1-12-2018 < SGT Report 35 495 words
 

from ABC News:



A mysterious ripple of seismic waves has travelled thousands of kilometres across the globe, tripping sensors throughout Africa, Canada, New Zealand, and Hawaii, seemingly without being felt by a single person.




Key points:


  • Seismic waves beginning off the coast of Mozambique triggered sensors in Kenya, Chile, New Zealand and Canada

  • The tremors lasted more than 20 minutes

  • The earthquake went unnoticed until it was picked up by an earthquake enthusiast online



The tremors started just off the shores of Mayotte, a French archipelago in the Indian Ocean between Madagascar and Africa, and would have flown under the radar if not for an earthquake enthusiast in New Zealand who had been tuned in to the US Geological Survey’s real-time seismogram displays online.

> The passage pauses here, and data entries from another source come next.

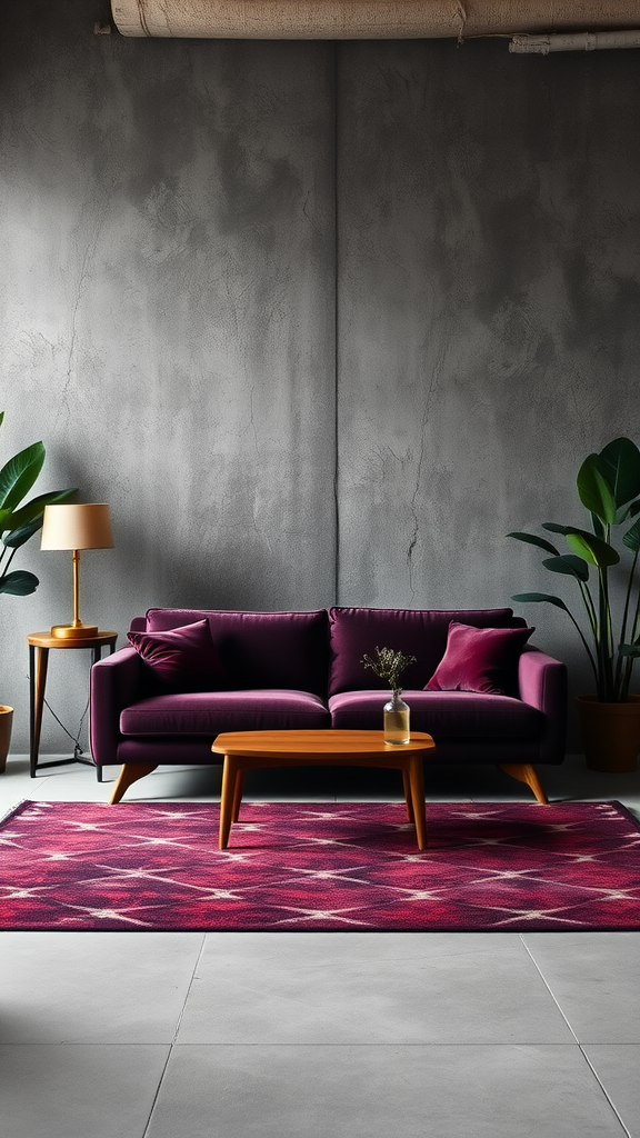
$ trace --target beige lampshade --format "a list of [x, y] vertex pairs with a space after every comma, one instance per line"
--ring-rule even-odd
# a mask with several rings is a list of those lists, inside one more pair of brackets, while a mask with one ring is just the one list
[[41, 550], [108, 550], [113, 544], [108, 505], [44, 506]]

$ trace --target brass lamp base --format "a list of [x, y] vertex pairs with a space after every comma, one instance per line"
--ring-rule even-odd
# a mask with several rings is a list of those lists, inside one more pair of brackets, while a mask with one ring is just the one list
[[98, 625], [82, 625], [80, 621], [73, 625], [54, 625], [51, 636], [56, 640], [88, 640], [89, 636], [98, 635]]

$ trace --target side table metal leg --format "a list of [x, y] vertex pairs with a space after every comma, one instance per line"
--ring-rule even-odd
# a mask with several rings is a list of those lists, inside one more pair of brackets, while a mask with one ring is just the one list
[[31, 704], [31, 748], [30, 774], [35, 778], [38, 756], [40, 753], [40, 733], [42, 731], [42, 709], [44, 707], [44, 687], [47, 684], [48, 648], [28, 646], [30, 654], [30, 704]]

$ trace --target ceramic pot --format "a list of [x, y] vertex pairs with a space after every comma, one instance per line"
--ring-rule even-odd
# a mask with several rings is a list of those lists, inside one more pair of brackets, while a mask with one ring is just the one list
[[640, 695], [626, 703], [601, 703], [596, 695], [576, 695], [584, 756], [590, 770], [617, 774], [635, 770], [640, 751]]
[[385, 743], [395, 743], [402, 747], [411, 740], [409, 707], [402, 699], [402, 690], [400, 687], [393, 690], [391, 700], [388, 703], [385, 703], [384, 732]]
[[0, 775], [3, 774], [7, 766], [13, 725], [14, 709], [8, 708], [6, 703], [0, 703]]

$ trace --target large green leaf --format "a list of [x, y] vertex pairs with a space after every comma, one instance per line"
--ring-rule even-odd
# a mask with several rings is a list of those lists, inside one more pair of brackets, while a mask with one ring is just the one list
[[538, 545], [539, 549], [544, 550], [545, 553], [559, 554], [559, 550], [551, 542], [545, 542], [543, 537], [538, 537], [536, 534], [522, 534], [519, 530], [515, 530], [511, 534], [507, 534], [507, 537], [516, 537], [518, 542], [528, 542], [530, 545]]
[[16, 569], [8, 572], [6, 577], [0, 577], [0, 593], [9, 593], [11, 596], [28, 596], [35, 593], [40, 582], [32, 572], [25, 569]]
[[560, 572], [567, 577], [577, 577], [579, 580], [589, 580], [589, 566], [582, 558], [576, 558], [573, 553], [565, 553], [558, 558], [547, 558], [542, 562], [545, 569], [551, 572]]
[[33, 443], [19, 454], [9, 459], [8, 463], [0, 470], [0, 506], [5, 510], [15, 510], [19, 502], [28, 494], [35, 479], [38, 478], [44, 462], [44, 447], [42, 443]]
[[550, 596], [549, 593], [516, 593], [512, 601], [518, 601], [522, 604], [528, 604], [530, 602], [538, 603], [538, 601], [547, 601], [549, 604], [555, 604], [557, 609], [564, 609], [568, 612], [567, 605], [559, 596]]
[[584, 529], [571, 530], [567, 535], [567, 545], [573, 553], [584, 558], [590, 564], [598, 569], [608, 569], [609, 566], [617, 566], [620, 553], [613, 545], [604, 542], [601, 537], [589, 534]]
[[[54, 505], [56, 502], [65, 502], [66, 498], [75, 494], [75, 489], [69, 490], [51, 490], [49, 494], [39, 494], [38, 497], [32, 498], [22, 509], [16, 510], [9, 517], [5, 518], [2, 522], [0, 520], [0, 531], [2, 530], [14, 530], [22, 529], [23, 526], [27, 526], [30, 522], [40, 518], [40, 523], [42, 525], [42, 516], [44, 513], [46, 505]], [[5, 542], [5, 545], [10, 545], [11, 542]]]
[[577, 493], [590, 513], [594, 513], [604, 525], [612, 526], [616, 516], [616, 500], [599, 465], [597, 454], [590, 454], [584, 460], [577, 473]]
[[640, 518], [634, 521], [631, 529], [626, 530], [626, 534], [622, 538], [623, 544], [626, 545], [627, 550], [632, 550], [633, 553], [638, 553], [640, 550]]
[[640, 495], [640, 451], [630, 438], [615, 438], [598, 455], [617, 506]]

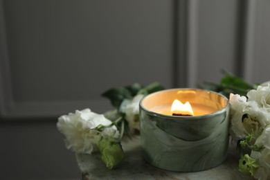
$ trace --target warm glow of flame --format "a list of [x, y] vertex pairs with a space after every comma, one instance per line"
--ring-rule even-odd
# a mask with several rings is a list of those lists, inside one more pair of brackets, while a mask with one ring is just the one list
[[174, 100], [174, 102], [172, 102], [170, 111], [176, 114], [194, 115], [192, 108], [188, 101], [183, 104], [180, 100]]

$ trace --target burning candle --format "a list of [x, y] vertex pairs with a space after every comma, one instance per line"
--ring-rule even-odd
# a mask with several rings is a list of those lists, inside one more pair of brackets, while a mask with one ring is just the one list
[[150, 94], [140, 102], [143, 156], [161, 169], [200, 171], [226, 157], [228, 99], [197, 89], [174, 89]]

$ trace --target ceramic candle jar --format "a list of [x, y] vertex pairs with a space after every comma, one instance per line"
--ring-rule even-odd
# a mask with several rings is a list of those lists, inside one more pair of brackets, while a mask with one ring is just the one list
[[[189, 102], [193, 116], [172, 116], [172, 102]], [[174, 89], [145, 96], [140, 102], [143, 156], [157, 168], [194, 172], [209, 169], [226, 158], [228, 99], [197, 89]]]

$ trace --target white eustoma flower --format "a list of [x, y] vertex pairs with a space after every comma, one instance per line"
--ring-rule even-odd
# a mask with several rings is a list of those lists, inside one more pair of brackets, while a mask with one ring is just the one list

They posted images of the readings to Twitter, prompting researchers around the world to try to deduce where these bizarre waves came from.




Unlike traditional earthquakes, which produce a jolt of various high frequency waves, the readings from the Mayotte tremor picked up consistent low frequency waves that lasted more than 20 minutes. It was as though the planet rang like a bell.


Online theorists suggest covert nuclear tests, sea monsters, or a meteorite as the cause of the tremor, but Goran Ekstrom, a seismologist at Columbia University, told National Geographic the explanation was likely straight-forward.



“I don’t think I’ve seen anything like it [but] it doesn’t mean that, in the end, the cause of them is that exotic,” he said.



Professor Ekstrom suggests that the seismic event actually did begin with an earthquake. He thinks it passed by surreptitiously because it was a slow earthquake.


Slow earthquakes are quieter than traditional quakes because they come from a gradual release of stress that can stretch over a significant period of time.


“The same deformation happens, but it doesn’t happen as a jolt,” Professor Ekstrom said.


Since May this year, Mayotte has been subjected to what is known as an ‘earthquake swarm’; a cluster of hundreds of seismic events over a period of days or weeks, but the activity has significantly lessened in recent months.



Analysis by the French Geological Survey suggests the strange waves may indicate a mass movement of magma beneath the earth’s crust, such as a chamber collapse.